The concept of vulnerability is deeply contested. It can be seen as a way of identifying people who may be ‘at risk’, but it can also be seen as a mechanism of social control (Brown, 2012). Scoular and O’Neill (2007) argue that the construction of sex workers as inevitably vulnerable is a governance technique. Brown (2012:47) concurs that ‘In classifying individuals as vulnerable, it would seem there is also the implication that they need to be controlled’. It appears that on the one hand policy constructs sex workers as vulnerable, yet in practice these vulnerabilities are often ignored, and instead sex workers are punished and controlled. Vulnerability, then, may be utilised in fluid and inter-changeable ways.

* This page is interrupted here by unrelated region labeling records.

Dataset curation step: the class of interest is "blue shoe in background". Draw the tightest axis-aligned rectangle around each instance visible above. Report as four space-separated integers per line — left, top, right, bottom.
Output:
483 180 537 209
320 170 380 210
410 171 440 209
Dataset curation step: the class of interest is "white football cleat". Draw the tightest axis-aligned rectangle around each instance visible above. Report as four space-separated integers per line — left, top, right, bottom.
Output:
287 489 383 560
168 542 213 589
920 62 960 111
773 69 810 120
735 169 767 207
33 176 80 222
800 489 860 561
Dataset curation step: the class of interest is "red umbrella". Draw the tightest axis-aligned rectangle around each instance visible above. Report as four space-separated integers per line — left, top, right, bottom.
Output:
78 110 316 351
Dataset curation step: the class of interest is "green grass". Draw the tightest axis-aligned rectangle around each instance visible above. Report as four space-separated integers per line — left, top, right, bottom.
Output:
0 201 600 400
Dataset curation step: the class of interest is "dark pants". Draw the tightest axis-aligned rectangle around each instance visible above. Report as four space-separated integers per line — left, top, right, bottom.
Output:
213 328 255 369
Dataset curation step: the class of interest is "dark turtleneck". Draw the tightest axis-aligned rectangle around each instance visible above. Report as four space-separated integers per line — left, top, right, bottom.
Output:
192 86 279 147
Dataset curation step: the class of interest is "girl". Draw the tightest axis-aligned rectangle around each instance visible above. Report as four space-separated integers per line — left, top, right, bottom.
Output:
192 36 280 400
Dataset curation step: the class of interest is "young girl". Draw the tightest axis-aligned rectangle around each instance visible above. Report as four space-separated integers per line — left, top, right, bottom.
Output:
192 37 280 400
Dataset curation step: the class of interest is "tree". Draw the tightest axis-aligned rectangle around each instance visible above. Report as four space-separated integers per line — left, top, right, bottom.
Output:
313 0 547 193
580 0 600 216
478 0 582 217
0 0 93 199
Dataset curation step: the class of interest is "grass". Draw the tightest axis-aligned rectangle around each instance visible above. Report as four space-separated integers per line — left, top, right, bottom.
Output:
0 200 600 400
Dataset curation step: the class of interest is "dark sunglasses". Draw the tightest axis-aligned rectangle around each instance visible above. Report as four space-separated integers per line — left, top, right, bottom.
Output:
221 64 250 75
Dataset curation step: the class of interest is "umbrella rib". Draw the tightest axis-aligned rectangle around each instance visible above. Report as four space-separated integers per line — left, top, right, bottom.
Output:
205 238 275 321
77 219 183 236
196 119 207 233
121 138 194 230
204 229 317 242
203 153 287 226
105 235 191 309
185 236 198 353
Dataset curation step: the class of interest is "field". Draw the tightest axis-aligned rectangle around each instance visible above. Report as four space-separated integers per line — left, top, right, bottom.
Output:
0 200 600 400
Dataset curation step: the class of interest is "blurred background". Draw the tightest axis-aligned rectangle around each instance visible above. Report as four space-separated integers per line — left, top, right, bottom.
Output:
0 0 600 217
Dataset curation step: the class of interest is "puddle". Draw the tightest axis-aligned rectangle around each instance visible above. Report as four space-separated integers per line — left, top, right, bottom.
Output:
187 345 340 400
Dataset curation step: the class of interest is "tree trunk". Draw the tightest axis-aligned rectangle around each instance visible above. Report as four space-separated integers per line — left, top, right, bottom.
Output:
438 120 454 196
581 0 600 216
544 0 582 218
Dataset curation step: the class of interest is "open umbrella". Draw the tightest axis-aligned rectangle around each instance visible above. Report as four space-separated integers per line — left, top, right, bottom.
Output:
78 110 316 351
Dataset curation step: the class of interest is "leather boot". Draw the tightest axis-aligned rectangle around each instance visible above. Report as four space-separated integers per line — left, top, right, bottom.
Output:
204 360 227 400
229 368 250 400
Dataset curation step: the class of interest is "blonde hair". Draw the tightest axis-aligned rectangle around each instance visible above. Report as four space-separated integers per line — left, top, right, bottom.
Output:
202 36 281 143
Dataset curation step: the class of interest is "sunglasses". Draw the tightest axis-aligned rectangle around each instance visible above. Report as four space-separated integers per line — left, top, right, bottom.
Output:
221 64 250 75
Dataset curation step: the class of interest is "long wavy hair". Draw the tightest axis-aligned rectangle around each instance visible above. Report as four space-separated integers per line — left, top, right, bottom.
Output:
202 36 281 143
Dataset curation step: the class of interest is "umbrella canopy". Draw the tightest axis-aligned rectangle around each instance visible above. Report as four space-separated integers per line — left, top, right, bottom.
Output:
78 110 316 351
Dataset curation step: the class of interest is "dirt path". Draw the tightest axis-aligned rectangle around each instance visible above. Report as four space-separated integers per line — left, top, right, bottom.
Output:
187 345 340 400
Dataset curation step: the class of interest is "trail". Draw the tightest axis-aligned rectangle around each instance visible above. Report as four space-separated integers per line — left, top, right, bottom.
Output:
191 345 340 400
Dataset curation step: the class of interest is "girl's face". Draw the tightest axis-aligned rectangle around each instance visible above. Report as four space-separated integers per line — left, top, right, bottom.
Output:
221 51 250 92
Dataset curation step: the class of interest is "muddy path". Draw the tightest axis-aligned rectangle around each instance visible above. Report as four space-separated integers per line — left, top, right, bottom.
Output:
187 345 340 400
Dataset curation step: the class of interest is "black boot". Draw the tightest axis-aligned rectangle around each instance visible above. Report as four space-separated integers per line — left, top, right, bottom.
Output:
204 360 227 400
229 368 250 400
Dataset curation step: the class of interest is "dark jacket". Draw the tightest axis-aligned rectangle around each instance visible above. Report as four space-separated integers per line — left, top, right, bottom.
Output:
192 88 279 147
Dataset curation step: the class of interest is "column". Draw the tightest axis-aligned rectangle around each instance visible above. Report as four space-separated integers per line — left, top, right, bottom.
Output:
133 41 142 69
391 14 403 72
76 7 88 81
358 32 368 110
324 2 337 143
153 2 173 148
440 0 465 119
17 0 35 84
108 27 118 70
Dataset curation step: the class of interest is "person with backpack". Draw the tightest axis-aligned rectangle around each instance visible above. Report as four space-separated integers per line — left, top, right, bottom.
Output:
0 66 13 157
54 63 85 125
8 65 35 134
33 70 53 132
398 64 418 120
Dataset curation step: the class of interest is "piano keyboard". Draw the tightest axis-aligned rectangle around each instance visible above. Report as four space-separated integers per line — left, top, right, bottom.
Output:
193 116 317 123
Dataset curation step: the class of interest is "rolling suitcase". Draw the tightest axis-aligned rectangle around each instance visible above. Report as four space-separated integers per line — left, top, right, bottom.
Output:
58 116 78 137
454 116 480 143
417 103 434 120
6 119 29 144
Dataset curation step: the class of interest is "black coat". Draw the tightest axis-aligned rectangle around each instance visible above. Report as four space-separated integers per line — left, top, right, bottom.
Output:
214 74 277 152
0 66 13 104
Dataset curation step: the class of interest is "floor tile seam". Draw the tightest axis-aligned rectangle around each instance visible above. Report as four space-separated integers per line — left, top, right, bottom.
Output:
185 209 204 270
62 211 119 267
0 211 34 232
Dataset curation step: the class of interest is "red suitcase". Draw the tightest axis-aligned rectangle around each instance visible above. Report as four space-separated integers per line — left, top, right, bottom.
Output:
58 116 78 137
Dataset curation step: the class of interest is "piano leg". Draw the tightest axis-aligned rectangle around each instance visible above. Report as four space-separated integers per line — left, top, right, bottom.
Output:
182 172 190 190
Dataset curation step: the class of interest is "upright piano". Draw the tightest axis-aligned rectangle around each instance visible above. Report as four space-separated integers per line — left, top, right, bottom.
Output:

For Pathway 9 to be useful for women in prison, there must be a shift from the dominant narrative that sex work should be eradicated. Instead, those services available to women should offer assistance on exiting and working more safely, to ensure the women are respected regardless of whether they wish to exit or continue working at this time. There must be a dedicated Pathway 9 lead in every prison, who is given the time and resources in the form of a paid full-time role. Sex workers in prison must not fear further criminalisation for ‘outing’ themselves as selling sex and must feel that they are worthy of respect and protection. Their experiences must be understood in the context of the cycle of violence within which they live and labour, and support services must be put in place to deal with the trauma they have experienced. Care must be taken that Pathway 9 does not become a further form of surveillance and regulation of sex workers under the guise of protection.